A stalwart of the digital photography industry for the past decade, the bridge camera forms a bridge between a compact point-and-shoot camera and a full-blown DSLR.
It typically features some, but not all, of the manual settings and even physical controls that one would expect to find on an entry-level DSLR, including occasional command dials and chunky shooting mode wheels. But it retains some of the accessibility and user friendliness of a snapshot camera, plus the lens can't be removed or swapped.
Unsurprisingly, its design has aspects of the two types of camera, although the overall look and handling of a bridge camera tends to suggest what we'd term a DSLR 'lite'.
Nearly every traditional camera manufacturer and electronics giant has a bridge model in its current range. In the case of Fujifilm, to take one example, until the launch of its 'X' series of high-end compacts (Fuji X10, Fuji X100), this was the closest the manufacturer got to a more professional camera.
Even now, the Fuji FinePix HS20 and flagship Fuji XS-1 models have retained the look and feel of a DSLR. These come complete with manual operation of the zoom, a unique feature among bridge models that tend to rely on a button press to prompt the camera to zoom in or out.
Fuji's manual lens operation arguably enables more precise movement and framing.

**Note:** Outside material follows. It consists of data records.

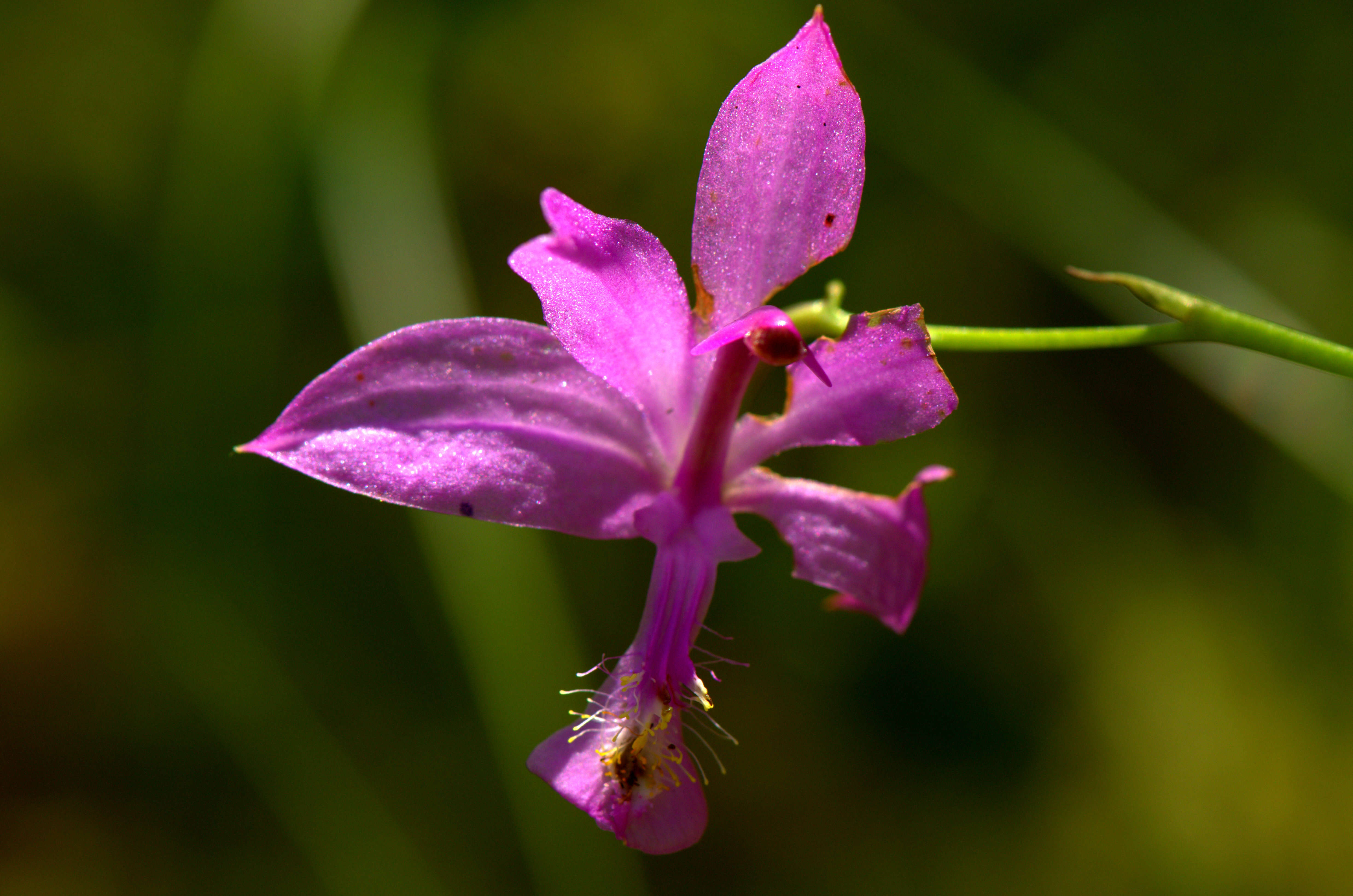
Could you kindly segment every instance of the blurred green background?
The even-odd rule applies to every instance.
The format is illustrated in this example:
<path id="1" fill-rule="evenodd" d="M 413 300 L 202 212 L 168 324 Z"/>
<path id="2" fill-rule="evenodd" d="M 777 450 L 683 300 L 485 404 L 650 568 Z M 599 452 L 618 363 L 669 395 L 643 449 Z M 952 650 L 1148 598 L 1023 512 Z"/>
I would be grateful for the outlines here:
<path id="1" fill-rule="evenodd" d="M 940 358 L 912 628 L 769 524 L 709 623 L 694 849 L 525 770 L 652 549 L 421 515 L 233 445 L 353 345 L 540 319 L 557 186 L 686 269 L 720 101 L 810 4 L 0 4 L 0 892 L 1346 893 L 1353 400 L 1230 349 Z M 831 277 L 953 324 L 1142 319 L 1114 268 L 1353 342 L 1353 8 L 827 8 L 869 122 Z M 758 401 L 774 407 L 770 381 Z M 708 764 L 706 764 L 708 766 Z M 1342 843 L 1342 846 L 1341 846 Z"/>

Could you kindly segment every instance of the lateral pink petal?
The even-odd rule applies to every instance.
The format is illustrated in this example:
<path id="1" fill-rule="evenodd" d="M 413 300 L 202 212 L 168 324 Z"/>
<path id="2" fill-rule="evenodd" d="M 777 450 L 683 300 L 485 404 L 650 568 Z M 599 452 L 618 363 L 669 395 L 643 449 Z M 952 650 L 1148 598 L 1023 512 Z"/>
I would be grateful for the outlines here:
<path id="1" fill-rule="evenodd" d="M 518 246 L 507 264 L 534 287 L 574 358 L 643 409 L 675 466 L 709 368 L 690 357 L 695 318 L 676 265 L 639 224 L 556 189 L 540 207 L 552 232 Z"/>
<path id="2" fill-rule="evenodd" d="M 728 503 L 775 524 L 794 549 L 794 576 L 840 592 L 831 608 L 869 614 L 901 634 L 925 581 L 930 523 L 921 487 L 950 474 L 928 466 L 893 499 L 756 468 L 732 484 Z"/>
<path id="3" fill-rule="evenodd" d="M 724 100 L 695 188 L 691 261 L 721 327 L 855 232 L 865 115 L 816 12 Z"/>
<path id="4" fill-rule="evenodd" d="M 785 414 L 737 422 L 729 478 L 802 445 L 873 445 L 915 435 L 958 407 L 930 347 L 920 305 L 855 315 L 840 339 L 817 339 L 812 347 L 832 387 L 802 365 L 790 366 Z"/>
<path id="5" fill-rule="evenodd" d="M 384 501 L 630 538 L 662 488 L 639 411 L 538 324 L 434 320 L 334 365 L 241 446 Z"/>

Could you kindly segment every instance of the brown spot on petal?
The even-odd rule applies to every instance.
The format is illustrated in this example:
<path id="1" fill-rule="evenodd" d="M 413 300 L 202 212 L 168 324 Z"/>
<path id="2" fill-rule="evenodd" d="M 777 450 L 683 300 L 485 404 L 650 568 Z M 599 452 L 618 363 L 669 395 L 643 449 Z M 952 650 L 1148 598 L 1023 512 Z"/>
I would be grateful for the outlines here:
<path id="1" fill-rule="evenodd" d="M 705 289 L 705 282 L 700 278 L 700 265 L 691 265 L 690 272 L 695 276 L 695 315 L 709 323 L 714 316 L 714 296 Z"/>

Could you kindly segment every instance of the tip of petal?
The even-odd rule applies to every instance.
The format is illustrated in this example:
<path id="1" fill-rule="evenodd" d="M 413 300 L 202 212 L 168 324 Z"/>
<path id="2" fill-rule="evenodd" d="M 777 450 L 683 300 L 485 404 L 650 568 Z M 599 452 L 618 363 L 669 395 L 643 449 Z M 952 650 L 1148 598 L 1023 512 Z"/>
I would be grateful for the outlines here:
<path id="1" fill-rule="evenodd" d="M 844 611 L 852 614 L 863 614 L 866 616 L 873 616 L 879 620 L 897 634 L 907 631 L 907 626 L 912 623 L 912 616 L 916 614 L 916 601 L 911 601 L 897 612 L 881 614 L 874 607 L 870 607 L 865 601 L 859 600 L 854 595 L 832 595 L 831 597 L 823 599 L 823 609 L 827 611 Z"/>

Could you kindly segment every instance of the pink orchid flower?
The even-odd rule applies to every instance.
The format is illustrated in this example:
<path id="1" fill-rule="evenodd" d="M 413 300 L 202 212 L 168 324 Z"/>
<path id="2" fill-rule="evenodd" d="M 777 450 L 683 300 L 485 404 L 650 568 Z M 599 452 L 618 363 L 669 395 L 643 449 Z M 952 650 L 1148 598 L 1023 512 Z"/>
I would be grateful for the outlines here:
<path id="1" fill-rule="evenodd" d="M 697 299 L 645 230 L 556 191 L 551 232 L 509 264 L 548 327 L 434 320 L 376 339 L 311 382 L 253 451 L 382 500 L 587 538 L 658 546 L 639 634 L 582 723 L 532 772 L 621 842 L 671 853 L 700 839 L 705 795 L 683 714 L 712 703 L 691 649 L 720 562 L 758 553 L 733 514 L 769 518 L 794 574 L 896 631 L 925 576 L 921 485 L 898 497 L 758 466 L 805 445 L 871 445 L 957 405 L 919 305 L 856 315 L 809 349 L 763 303 L 850 241 L 865 119 L 821 8 L 752 69 L 710 130 L 695 193 Z M 739 418 L 758 364 L 787 365 L 785 412 Z"/>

DSLR-like features such as the ability to shoot unprocessed raw files alongside the JPEG files offered by compact cameras are another feature of most, but not all, bridge cameras.
As well as offering a best of both worlds approach in terms of features and versatility, a distinct advantage of the typical bridge camera is a vastly expanded focal range. In other words, they'll usually have a longer zoom than you'd find on cameras of more compact proportions. For argument's sake, let's say more than the 18x offered by compact travel zooms.
While this means that on a bridge camera just the one lens provides a fantastically broad array of framing options, the other distinctly appealing aspect is the cost.
For example, to match the focal range provided by the likes of Canon's PowerShot SX40 HS, which offers up to 840mm in 35mm terms, DSLR owners would be looking at spending around £10-£11k on a specialist lens.
This bigger lens also further differentiates bridge cameras from those cameras that have been labelled as premium compacts, such as the Canon G15 or Nikon P7700, which offer DSLR-like solidity, but modest zoom or fixed focal length lenses.
Of course, we couldn't argue that a bridge camera costing under £400 will match the quality of a DSLR with a mega expensive optic, because of the much smaller sensor size at its core for starters, when compared with the APS-C chip found in entry-level DSLRs. But many amateurs will feel that the bridge camera's compromise is worth it, because of the broad wealth of framing and capture options at your disposal.
It's also worth noting that an equivalent lens for a DSLR will be not only expensive, it'll also be large, heavy and physically unwieldy.
The bridge camera isn't just more affordable then; it's a much, much more portable choice. Shoot wide or at the extremes of the camera's telephoto (maximum zoom) setting - and toggle between them in a matter of seconds - the choice is yours.
It's perhaps no surprise then that the all-encompassing versatility of today's bridge camera sees it marketed at families, who might have otherwise been considering an entry-level DSLR, as well as enthusiasts and bird and animal watchers, who will appreciate that extra lens reach without spending a fortune.
This is also why the relative affordability and accessibility of compact system cameras (CSCs), and their interchangeable lenses, has failed to kill off the bridge camera. So the bridge camera isn't a niche product, but rather a mass market one.
Given the lens power shoehorned onto its compact DSLR-like frame, the bridge camera is also imaginatively known in some circles as a superzoom, mega zoom or power zoom.